I am no Mei, but I shall give you a bunny. *gives a fluffy, white bunny*
(July 20, 2016 - 4:03 pm)
Thanks, Novelist. I appreciate the Bunny. :) I CAN get through this. I CAN get through this. Nope, I can't. *goes off in a corner and starts bawling.*
(July 20, 2016 - 8:20 pm)
Oh, yes, you need a hug. Or two. Or three.
*Virtual hug*
*Virtual hug again*
*Just one more virtual hug!!!!!!!*
You also need a cute bunny to cheer you up!!!!!!!
*Hands cute bunny to Undiscovered*
We are here for you.
(July 20, 2016 - 7:58 pm)
Braaaap, don't give up. You CAN get through this.
BUT OG MY GOSH THAT BUNNY AAHHHH ITS SO CUTE
(July 20, 2016 - 9:53 pm)
Thank you Mei! I knew i could count on you for an adorable bunny and hugs. :)
(July 21, 2016 - 5:54 am)
Don't worry, everyone snaps at their siblings. Just apologize to them, tell them you love them, take a deep breath, and move on. They'll forgive you, maybe not immediatly, but they will. They love you. They are your siblings, after all. As for your friends, it could be that they are still working out life again after moving. It takes longer than one might think. As I have said many, many times, moving is stressfull. It takes a while to pull your head (and your house) back together. And here's that hug you need. *hugs*
(July 20, 2016 - 9:09 pm)
Tahbks, cockleburr. It has been almost 6 months, though. I guess i just need to let them go, but i still care deeply for them.
(July 21, 2016 - 5:55 am)
*Give Undiscovered a virtual shoulder to cry on*
(July 21, 2016 - 6:51 am)
Oh, dear. I know how you feel.
At least on the sibilings part. I have two younger sisters and a younger brother, and one of my sisters is going through a stage where she throws a fit all. day. long.

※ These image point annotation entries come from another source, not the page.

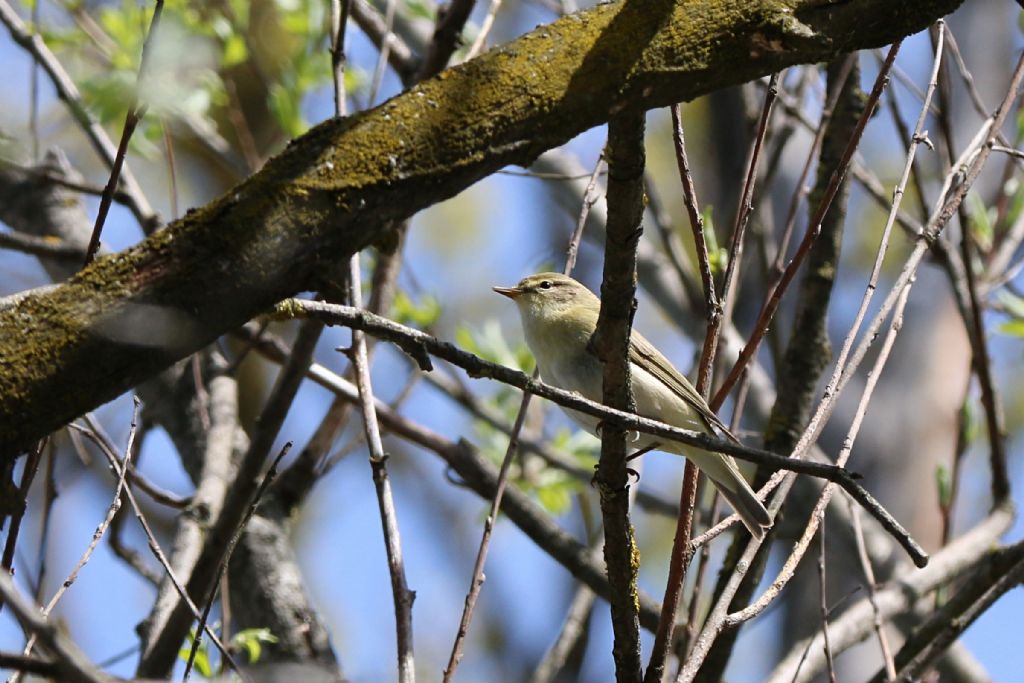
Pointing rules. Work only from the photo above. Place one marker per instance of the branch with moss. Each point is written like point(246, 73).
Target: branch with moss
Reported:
point(337, 188)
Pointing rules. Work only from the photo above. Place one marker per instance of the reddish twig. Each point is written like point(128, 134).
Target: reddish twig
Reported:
point(813, 227)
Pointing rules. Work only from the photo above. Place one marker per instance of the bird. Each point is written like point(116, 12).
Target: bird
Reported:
point(559, 317)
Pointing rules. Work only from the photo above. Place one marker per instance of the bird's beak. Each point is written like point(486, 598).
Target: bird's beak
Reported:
point(510, 292)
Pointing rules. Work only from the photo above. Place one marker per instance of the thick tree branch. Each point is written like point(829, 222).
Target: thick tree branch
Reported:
point(610, 343)
point(337, 188)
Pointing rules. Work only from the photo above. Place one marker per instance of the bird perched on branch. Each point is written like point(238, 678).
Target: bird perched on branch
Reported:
point(559, 316)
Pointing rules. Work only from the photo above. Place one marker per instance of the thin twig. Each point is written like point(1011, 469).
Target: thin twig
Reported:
point(339, 20)
point(872, 588)
point(418, 345)
point(28, 475)
point(813, 227)
point(204, 619)
point(801, 188)
point(817, 515)
point(610, 343)
point(448, 36)
point(74, 665)
point(681, 551)
point(823, 594)
point(401, 594)
point(110, 453)
point(488, 23)
point(476, 580)
point(135, 113)
point(385, 48)
point(67, 91)
point(743, 213)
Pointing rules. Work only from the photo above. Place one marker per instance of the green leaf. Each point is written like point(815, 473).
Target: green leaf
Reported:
point(202, 660)
point(251, 640)
point(235, 51)
point(981, 221)
point(424, 314)
point(944, 485)
point(1013, 328)
point(285, 104)
point(421, 9)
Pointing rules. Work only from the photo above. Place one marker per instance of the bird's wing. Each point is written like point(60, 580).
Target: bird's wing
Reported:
point(662, 368)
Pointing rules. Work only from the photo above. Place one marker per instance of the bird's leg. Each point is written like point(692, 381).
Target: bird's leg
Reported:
point(643, 451)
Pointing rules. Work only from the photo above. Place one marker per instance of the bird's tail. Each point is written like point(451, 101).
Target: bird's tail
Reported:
point(730, 482)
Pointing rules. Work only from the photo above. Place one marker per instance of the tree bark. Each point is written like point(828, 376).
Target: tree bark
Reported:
point(336, 189)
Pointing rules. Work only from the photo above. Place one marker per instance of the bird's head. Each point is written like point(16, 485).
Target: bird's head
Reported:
point(547, 295)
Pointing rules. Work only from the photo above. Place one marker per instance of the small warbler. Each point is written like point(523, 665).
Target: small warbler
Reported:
point(559, 316)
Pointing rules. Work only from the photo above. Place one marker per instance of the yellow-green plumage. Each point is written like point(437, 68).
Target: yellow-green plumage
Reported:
point(559, 316)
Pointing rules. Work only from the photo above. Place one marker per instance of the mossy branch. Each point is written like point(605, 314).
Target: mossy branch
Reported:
point(337, 188)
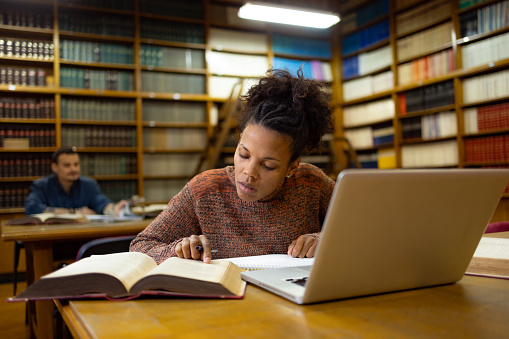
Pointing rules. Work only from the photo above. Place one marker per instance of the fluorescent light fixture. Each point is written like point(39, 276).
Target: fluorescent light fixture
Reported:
point(262, 11)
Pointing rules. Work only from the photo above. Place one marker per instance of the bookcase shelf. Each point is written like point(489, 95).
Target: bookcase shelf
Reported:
point(159, 40)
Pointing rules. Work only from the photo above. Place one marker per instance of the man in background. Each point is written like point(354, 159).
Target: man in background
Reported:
point(65, 191)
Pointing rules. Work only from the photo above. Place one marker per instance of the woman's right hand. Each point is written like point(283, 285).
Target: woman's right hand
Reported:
point(187, 248)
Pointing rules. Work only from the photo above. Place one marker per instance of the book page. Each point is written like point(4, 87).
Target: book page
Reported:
point(258, 262)
point(128, 267)
point(495, 248)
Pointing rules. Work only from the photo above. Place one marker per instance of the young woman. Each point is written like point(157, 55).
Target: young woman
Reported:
point(268, 202)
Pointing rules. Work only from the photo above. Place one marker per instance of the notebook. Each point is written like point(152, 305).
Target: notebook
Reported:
point(393, 230)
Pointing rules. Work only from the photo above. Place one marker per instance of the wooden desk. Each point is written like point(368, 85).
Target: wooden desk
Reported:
point(39, 241)
point(473, 308)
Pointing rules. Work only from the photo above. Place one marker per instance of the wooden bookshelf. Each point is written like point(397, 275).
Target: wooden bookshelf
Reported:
point(121, 80)
point(466, 53)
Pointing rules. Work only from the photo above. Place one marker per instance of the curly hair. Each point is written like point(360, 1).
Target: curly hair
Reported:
point(293, 106)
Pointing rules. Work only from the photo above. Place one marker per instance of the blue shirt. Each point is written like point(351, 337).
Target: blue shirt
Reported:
point(47, 192)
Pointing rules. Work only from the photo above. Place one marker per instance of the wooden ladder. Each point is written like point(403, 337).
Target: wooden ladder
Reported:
point(225, 120)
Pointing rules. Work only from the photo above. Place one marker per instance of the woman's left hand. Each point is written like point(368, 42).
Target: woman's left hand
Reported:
point(303, 247)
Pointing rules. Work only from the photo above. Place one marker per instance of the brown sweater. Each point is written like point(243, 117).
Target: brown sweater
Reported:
point(209, 205)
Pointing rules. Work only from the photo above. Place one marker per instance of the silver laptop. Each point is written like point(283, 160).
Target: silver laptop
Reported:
point(392, 230)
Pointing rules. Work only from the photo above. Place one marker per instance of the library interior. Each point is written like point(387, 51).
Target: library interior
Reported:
point(147, 92)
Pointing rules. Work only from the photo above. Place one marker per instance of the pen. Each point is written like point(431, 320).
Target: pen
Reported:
point(200, 248)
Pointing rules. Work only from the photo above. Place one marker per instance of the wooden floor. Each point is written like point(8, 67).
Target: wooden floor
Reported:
point(12, 319)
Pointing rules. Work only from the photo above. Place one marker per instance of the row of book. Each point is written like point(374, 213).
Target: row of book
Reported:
point(170, 164)
point(486, 87)
point(25, 165)
point(117, 190)
point(429, 127)
point(98, 136)
point(97, 109)
point(108, 164)
point(433, 154)
point(368, 85)
point(174, 138)
point(368, 113)
point(237, 64)
point(21, 76)
point(366, 37)
point(86, 51)
point(27, 135)
point(27, 108)
point(96, 23)
point(423, 15)
point(486, 118)
point(365, 14)
point(162, 190)
point(96, 79)
point(427, 67)
point(485, 19)
point(174, 111)
point(313, 48)
point(428, 97)
point(371, 137)
point(171, 31)
point(193, 9)
point(172, 82)
point(424, 41)
point(485, 51)
point(24, 17)
point(382, 159)
point(13, 195)
point(27, 49)
point(367, 62)
point(490, 149)
point(312, 69)
point(463, 4)
point(162, 56)
point(233, 40)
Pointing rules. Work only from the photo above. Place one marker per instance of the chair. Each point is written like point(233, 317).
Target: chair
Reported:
point(105, 246)
point(500, 226)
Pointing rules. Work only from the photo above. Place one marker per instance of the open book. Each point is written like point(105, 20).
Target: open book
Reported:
point(491, 258)
point(260, 262)
point(128, 275)
point(49, 218)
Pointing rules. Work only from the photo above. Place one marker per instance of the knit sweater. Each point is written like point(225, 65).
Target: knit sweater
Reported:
point(209, 205)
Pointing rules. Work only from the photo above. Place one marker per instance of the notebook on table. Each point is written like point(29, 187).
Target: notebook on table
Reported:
point(393, 230)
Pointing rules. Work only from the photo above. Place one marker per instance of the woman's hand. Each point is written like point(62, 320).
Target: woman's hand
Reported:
point(304, 246)
point(187, 248)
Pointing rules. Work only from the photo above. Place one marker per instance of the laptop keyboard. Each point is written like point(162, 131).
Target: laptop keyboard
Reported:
point(300, 281)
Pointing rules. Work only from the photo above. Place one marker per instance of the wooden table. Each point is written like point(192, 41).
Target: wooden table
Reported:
point(475, 307)
point(39, 241)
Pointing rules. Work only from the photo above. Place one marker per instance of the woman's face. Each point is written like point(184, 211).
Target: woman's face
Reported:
point(261, 162)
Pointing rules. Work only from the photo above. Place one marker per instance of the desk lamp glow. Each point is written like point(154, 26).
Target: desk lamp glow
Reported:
point(287, 15)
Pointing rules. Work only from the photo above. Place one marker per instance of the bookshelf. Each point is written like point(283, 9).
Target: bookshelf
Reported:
point(443, 91)
point(134, 85)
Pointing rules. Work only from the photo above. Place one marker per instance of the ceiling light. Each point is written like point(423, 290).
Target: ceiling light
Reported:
point(287, 15)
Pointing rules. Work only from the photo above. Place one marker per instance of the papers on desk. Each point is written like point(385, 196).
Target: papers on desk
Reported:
point(260, 262)
point(491, 258)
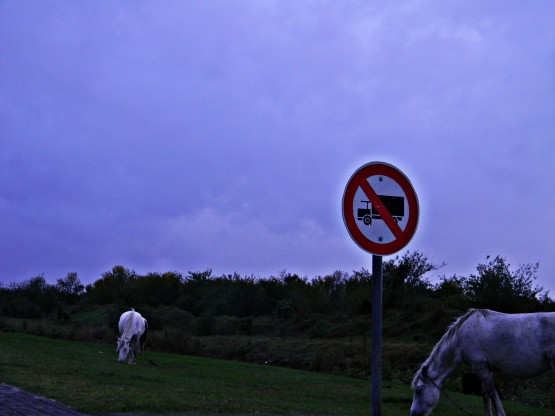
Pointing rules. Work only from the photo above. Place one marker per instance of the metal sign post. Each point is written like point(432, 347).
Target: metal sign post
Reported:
point(377, 285)
point(380, 211)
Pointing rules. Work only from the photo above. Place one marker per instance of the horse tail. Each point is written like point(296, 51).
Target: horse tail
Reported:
point(142, 338)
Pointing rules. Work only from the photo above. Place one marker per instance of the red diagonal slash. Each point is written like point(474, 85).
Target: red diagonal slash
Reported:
point(378, 205)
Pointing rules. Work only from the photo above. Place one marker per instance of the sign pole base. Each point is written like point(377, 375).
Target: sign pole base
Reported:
point(377, 285)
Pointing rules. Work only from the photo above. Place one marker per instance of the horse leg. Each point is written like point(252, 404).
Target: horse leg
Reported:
point(487, 403)
point(489, 391)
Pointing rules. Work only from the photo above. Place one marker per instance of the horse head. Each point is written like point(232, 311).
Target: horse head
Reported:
point(426, 394)
point(122, 349)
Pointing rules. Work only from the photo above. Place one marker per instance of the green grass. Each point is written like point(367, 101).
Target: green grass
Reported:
point(87, 377)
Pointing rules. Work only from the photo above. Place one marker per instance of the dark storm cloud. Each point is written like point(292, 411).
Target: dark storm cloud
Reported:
point(182, 136)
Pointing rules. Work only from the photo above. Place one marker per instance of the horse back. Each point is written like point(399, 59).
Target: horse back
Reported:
point(517, 344)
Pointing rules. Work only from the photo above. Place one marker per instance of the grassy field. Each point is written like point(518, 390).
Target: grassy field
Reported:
point(87, 377)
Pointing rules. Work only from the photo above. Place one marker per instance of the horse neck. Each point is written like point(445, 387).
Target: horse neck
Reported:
point(128, 327)
point(442, 362)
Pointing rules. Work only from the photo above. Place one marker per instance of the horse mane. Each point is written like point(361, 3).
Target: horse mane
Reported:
point(128, 323)
point(447, 337)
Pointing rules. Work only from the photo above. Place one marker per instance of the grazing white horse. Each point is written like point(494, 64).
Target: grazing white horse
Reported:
point(520, 345)
point(132, 328)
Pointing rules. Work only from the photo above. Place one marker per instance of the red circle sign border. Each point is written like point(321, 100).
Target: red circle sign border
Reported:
point(362, 174)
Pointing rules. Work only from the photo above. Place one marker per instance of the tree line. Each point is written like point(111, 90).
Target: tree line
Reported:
point(407, 287)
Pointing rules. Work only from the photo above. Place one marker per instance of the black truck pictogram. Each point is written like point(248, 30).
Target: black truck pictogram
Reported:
point(394, 204)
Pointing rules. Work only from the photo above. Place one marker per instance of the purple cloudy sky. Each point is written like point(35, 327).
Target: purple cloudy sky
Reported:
point(180, 136)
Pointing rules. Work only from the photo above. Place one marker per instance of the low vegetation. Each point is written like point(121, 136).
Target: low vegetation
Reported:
point(320, 324)
point(87, 377)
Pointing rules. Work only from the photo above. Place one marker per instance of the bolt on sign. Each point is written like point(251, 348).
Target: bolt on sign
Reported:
point(380, 208)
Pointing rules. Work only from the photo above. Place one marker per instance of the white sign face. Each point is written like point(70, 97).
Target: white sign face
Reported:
point(380, 208)
point(369, 221)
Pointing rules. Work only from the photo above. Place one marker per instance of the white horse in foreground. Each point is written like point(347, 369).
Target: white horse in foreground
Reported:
point(520, 345)
point(132, 328)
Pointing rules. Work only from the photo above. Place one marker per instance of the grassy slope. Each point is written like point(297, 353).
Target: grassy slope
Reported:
point(87, 377)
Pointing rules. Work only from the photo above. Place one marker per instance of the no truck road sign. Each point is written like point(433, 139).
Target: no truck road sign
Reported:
point(380, 208)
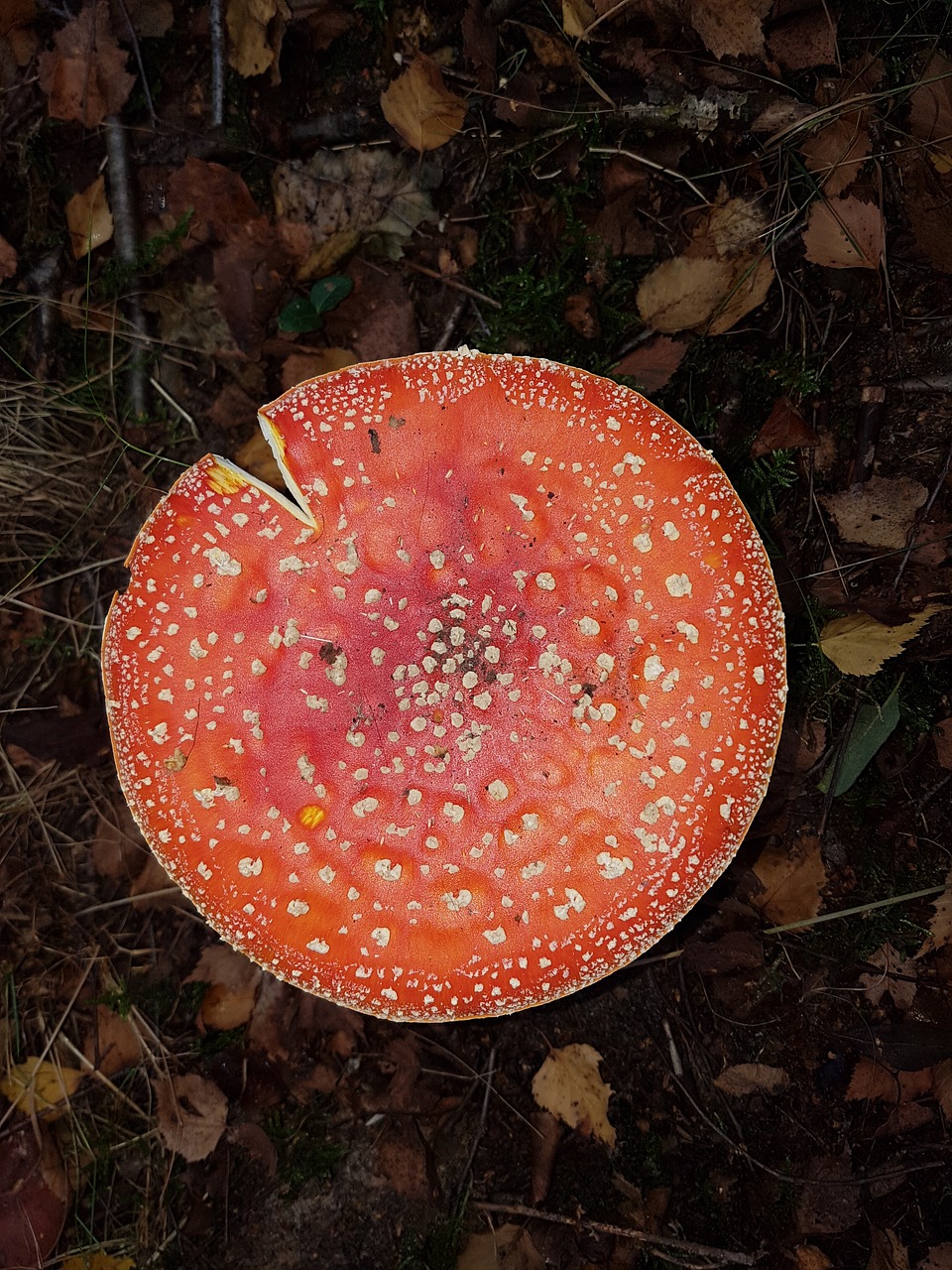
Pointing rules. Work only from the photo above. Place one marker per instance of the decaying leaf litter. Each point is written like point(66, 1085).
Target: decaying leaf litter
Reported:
point(743, 208)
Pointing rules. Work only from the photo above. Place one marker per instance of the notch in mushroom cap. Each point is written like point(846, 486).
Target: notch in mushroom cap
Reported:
point(475, 719)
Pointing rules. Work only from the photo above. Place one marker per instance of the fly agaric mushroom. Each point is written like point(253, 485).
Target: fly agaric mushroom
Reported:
point(477, 717)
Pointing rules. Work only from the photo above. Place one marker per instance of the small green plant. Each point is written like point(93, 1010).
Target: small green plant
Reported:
point(304, 316)
point(304, 1150)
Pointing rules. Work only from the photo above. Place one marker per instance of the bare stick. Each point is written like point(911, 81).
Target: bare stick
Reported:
point(715, 1256)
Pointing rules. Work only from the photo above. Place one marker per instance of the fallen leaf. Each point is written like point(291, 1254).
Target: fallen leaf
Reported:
point(942, 1084)
point(942, 739)
point(509, 1247)
point(578, 17)
point(190, 1112)
point(218, 199)
point(879, 513)
point(792, 880)
point(830, 1203)
point(366, 193)
point(255, 33)
point(896, 978)
point(8, 259)
point(751, 282)
point(581, 314)
point(731, 28)
point(941, 925)
point(89, 218)
point(37, 1086)
point(805, 40)
point(838, 150)
point(654, 363)
point(888, 1252)
point(113, 1044)
point(846, 234)
point(569, 1086)
point(930, 108)
point(35, 1194)
point(875, 1082)
point(683, 293)
point(785, 429)
point(85, 76)
point(96, 1261)
point(752, 1079)
point(420, 107)
point(938, 1257)
point(810, 1257)
point(861, 645)
point(232, 987)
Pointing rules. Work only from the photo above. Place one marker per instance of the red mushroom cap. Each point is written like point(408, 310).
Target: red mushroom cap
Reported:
point(477, 721)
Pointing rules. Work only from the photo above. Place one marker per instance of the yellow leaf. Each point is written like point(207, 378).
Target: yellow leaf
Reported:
point(578, 17)
point(89, 218)
point(858, 644)
point(37, 1084)
point(569, 1086)
point(420, 107)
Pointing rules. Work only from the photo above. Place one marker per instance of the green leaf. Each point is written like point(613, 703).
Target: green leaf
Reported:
point(327, 294)
point(298, 316)
point(873, 728)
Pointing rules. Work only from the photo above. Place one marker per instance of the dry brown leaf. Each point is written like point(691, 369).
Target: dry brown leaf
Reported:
point(938, 1257)
point(653, 365)
point(751, 282)
point(683, 293)
point(191, 1112)
point(879, 513)
point(578, 17)
point(89, 218)
point(837, 153)
point(941, 925)
point(731, 28)
point(810, 1257)
point(896, 978)
point(232, 987)
point(860, 645)
point(930, 109)
point(752, 1079)
point(805, 40)
point(875, 1082)
point(942, 739)
point(113, 1044)
point(792, 880)
point(785, 429)
point(96, 1260)
point(8, 259)
point(85, 76)
point(942, 1086)
point(888, 1252)
point(846, 234)
point(41, 1087)
point(255, 33)
point(509, 1247)
point(569, 1086)
point(420, 107)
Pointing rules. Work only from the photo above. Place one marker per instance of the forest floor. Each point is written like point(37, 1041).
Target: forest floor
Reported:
point(743, 209)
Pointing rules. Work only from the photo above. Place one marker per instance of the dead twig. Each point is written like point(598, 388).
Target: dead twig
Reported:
point(714, 1256)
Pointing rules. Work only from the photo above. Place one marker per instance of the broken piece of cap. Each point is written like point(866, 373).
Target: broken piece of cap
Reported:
point(477, 716)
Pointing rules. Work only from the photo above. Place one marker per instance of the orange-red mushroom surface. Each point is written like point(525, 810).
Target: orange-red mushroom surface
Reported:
point(476, 721)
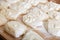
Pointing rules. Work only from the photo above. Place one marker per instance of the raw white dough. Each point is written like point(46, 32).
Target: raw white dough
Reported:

Pretty close to that anyways. So I'm supposed to help her out with certain things, like getting her bath water ready. So the water is all nice, and she hops in, so I go out, turning the fan on and closing the door behind me ...
*SCREAMWAIL FILLS HOUSE*
I go back in, "What's wrong?"
"I DON'T WANT THE FAN ON, AND I WANT THE DOOR OPEEEENNN!"
*sighs* Does as she asks, and goes back to the CB. *SCREAM*
I go back. "The water is to cold!" And at this, I lose my temper, thrust my hand into the water, splashing my sister and discovering it is perfectly fine. "You splashed water all over me!!" I stomp out and sit down at the computer to finish writing the Ilfay RP.
Oh, nope, I can't do screen for the rest of the day. Whoopee.
*hugs* I'm so sad and lonely, baby take a chance with me. Baby take a chance with me.
I understand, Undiscovered. And I know I'm going to have the same friend problems here soon ... until then, *hugs galore for you*
(July 21, 2016 - 7:47 am)
This is really hard for me to say, but i need to be honest. Maybe honest isn't the right word. How 'bout, open? Anyway,
I AM ELMODAISY.
*gasp* I did it.
(July 21, 2016 - 11:47 am)
*Pats you on the back* Congratulations for being open about it. It can be hard to do so, not something most of us can easily do. So bravo, Daisy!